Even a restrained prod of the throttle results in a satisfying shove in the back; there’s a good wodge of torque low down which gives you all you might need for a safe overtake. Stretch your toe further, though, and the engine has more to give, with enough verve at the top end to have you holding onto gears just that little bit longer.
That extra top-end oomph, though, is accompanied by quite a bit of engine noise – and not all of it good. Fortunately, the Stinger 2.0 is quieter lower down the rev range, which makes it unintrusive when you’re cruising along or pootling around town.

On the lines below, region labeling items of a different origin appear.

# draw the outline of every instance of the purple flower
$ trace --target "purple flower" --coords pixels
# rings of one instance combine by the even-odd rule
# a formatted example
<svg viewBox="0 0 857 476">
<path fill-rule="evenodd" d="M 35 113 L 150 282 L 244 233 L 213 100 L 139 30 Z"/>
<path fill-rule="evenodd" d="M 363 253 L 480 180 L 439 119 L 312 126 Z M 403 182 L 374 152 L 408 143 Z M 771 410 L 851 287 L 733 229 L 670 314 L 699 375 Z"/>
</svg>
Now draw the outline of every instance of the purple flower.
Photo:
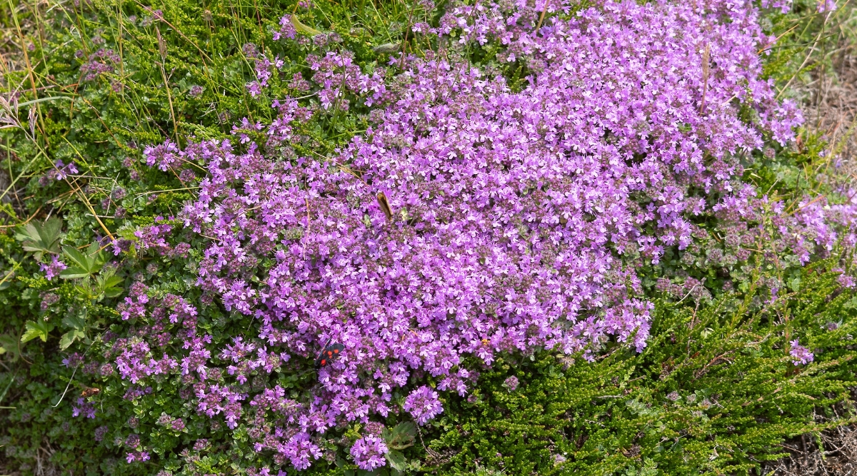
<svg viewBox="0 0 857 476">
<path fill-rule="evenodd" d="M 517 384 L 517 378 L 515 380 Z M 405 399 L 402 408 L 420 425 L 425 425 L 443 412 L 443 405 L 438 400 L 437 392 L 425 385 L 411 392 Z"/>
<path fill-rule="evenodd" d="M 105 439 L 105 435 L 107 434 L 109 428 L 106 425 L 99 426 L 95 429 L 95 441 L 101 441 Z"/>
<path fill-rule="evenodd" d="M 41 263 L 39 265 L 39 271 L 45 272 L 45 277 L 46 277 L 48 281 L 51 281 L 59 276 L 60 271 L 67 269 L 68 267 L 69 266 L 67 266 L 65 263 L 60 261 L 59 258 L 56 256 L 51 257 L 51 263 Z"/>
<path fill-rule="evenodd" d="M 518 390 L 518 378 L 512 375 L 512 377 L 506 378 L 503 382 L 503 386 L 505 386 L 510 392 L 513 392 Z"/>
<path fill-rule="evenodd" d="M 791 350 L 788 351 L 788 354 L 793 359 L 794 359 L 794 363 L 795 366 L 808 364 L 812 361 L 812 359 L 815 356 L 812 355 L 812 353 L 810 352 L 808 348 L 800 345 L 798 343 L 798 339 L 794 339 L 788 343 L 792 347 Z"/>
<path fill-rule="evenodd" d="M 387 455 L 388 451 L 384 440 L 370 435 L 354 442 L 351 454 L 357 467 L 366 471 L 373 471 L 387 465 L 384 455 Z"/>
</svg>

The same goes for the gearbox, which shifts cleanly and smoothly, and engages sweetly as you pull away; flick the Stinger into sport mode and use the steering wheel paddles, and it snicks through the gears crisply and quickly.
Unlike the GT S, you don’t get adaptive suspension here. Fortunately, that doesn’t matter too much in corners, as the suspension keeps control of the big, heavy body pretty well, meaning the Stinger doesn’t lean over too much. In fact, it’s pretty good fun to drive, aided by steering that’s quick and direct and a front end that likes to turn in. Together with that responsive engine, it makes hustling even this entry-level Stinger down a twisting road a delight.

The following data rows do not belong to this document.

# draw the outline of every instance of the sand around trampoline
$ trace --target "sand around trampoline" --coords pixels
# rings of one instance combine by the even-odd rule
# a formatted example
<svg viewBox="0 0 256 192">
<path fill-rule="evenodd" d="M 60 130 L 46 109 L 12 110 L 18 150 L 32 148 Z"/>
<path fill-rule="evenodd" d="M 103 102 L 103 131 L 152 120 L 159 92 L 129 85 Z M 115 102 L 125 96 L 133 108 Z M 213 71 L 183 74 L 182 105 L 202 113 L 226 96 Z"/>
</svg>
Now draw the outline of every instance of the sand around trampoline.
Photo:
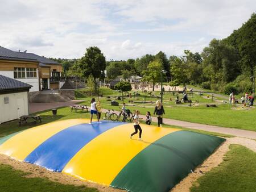
<svg viewBox="0 0 256 192">
<path fill-rule="evenodd" d="M 223 143 L 214 153 L 205 160 L 201 165 L 199 165 L 195 169 L 194 173 L 190 173 L 184 178 L 179 184 L 172 188 L 171 191 L 189 191 L 189 188 L 192 187 L 192 183 L 195 181 L 203 176 L 205 173 L 210 171 L 222 162 L 224 155 L 229 151 L 229 146 L 230 144 L 241 145 L 256 152 L 256 141 L 253 140 L 238 137 L 225 139 L 226 139 L 226 141 Z M 203 172 L 203 174 L 200 173 L 200 170 Z"/>
</svg>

Where the suspension falls down slightly is in terms of its ride quality. The Stinger isn’t firm, but sometimes its damping lacks control. Undulating roads can result in the Stinger pitching over larger bumps; meanwhile, smaller ruts aren’t felt through the chassis so much as heard as the thump of the wheels reverberates through the body.

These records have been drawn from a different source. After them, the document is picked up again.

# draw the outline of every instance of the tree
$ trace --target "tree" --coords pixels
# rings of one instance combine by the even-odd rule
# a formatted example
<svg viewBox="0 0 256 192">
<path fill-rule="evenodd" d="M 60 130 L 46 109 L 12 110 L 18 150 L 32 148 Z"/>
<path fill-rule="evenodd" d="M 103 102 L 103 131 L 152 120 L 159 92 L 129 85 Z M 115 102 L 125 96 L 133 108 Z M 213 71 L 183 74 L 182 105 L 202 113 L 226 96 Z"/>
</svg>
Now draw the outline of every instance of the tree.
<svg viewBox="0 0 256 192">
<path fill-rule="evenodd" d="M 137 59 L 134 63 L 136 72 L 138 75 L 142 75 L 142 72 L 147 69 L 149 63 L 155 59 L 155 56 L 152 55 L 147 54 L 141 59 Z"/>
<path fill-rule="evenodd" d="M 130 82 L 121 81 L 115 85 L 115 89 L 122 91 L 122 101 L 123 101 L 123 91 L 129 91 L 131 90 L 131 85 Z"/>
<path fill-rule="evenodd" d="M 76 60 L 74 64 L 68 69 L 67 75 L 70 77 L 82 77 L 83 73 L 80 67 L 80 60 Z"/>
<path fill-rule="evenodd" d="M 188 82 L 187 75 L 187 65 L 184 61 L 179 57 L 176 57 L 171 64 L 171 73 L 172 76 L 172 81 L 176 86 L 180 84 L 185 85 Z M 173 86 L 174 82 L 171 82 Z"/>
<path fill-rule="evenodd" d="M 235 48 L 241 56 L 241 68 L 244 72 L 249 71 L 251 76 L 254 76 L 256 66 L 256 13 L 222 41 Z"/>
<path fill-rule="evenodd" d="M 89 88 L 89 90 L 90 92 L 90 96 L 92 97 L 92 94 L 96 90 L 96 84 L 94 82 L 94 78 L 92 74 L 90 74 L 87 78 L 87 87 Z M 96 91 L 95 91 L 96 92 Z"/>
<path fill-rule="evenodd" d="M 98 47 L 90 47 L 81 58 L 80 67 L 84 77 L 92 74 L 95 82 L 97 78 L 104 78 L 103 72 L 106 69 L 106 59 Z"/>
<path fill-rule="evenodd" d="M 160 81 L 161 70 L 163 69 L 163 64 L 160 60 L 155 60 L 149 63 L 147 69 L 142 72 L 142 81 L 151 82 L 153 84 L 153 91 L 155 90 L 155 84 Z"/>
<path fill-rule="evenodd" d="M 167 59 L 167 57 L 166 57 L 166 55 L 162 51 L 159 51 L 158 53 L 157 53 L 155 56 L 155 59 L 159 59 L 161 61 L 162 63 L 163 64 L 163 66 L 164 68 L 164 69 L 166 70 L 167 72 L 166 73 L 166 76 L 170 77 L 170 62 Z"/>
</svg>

Even on the motorway, there’s a constant background buzz through the suspension, which manages to damp out the larger imperfections but fails to stop smaller ones. It’d be overstating things to call it uncomfortable, but neither is it truly relaxed.
2018 Kia Stinger 2.0 T-GDi interior
Climb aboard the Stinger and it’s instantly clear that it’s a cut above other models in Kia’s range. Swathes of real metal and leather dominate, while there are some eyecatching design touches such as the circular air vents, while the controls feel slick, with switchgear that’s well damped, and easy to understand and operate.
The Kia's 8.0in touchscreen is responsive and fast, and the menus are reasonably easy to find your way around. On top of this, you also get dual-zone climate control, leather upholstery, heated and electrically-adjustable front seats with memory functions, a reversing camera, front and rear parking sensors, Bluetooth connectivity and Apple CarPlay and Android Auto, among an extensive equipment list.
Sadly, all is not perfect; for example, the faux stitching along the top of the dash – there to simulate leather – jars against the real leather used on the seats and door panels, while some of the plastics lower down the dash and doors don’t feel quite as classy. All told, an A5 feel higher quality inside.
You do at least get plenty of space for odds and sods, while the front seat occupants themselves won’t feel cramped – there’s loads of room even for the lankiest. The same can’t be said further back, mind you; limited shoulder and head room make the rear seats a bit of a squeeze, while the sloping roofline means it’s easy to catch your head on the way in.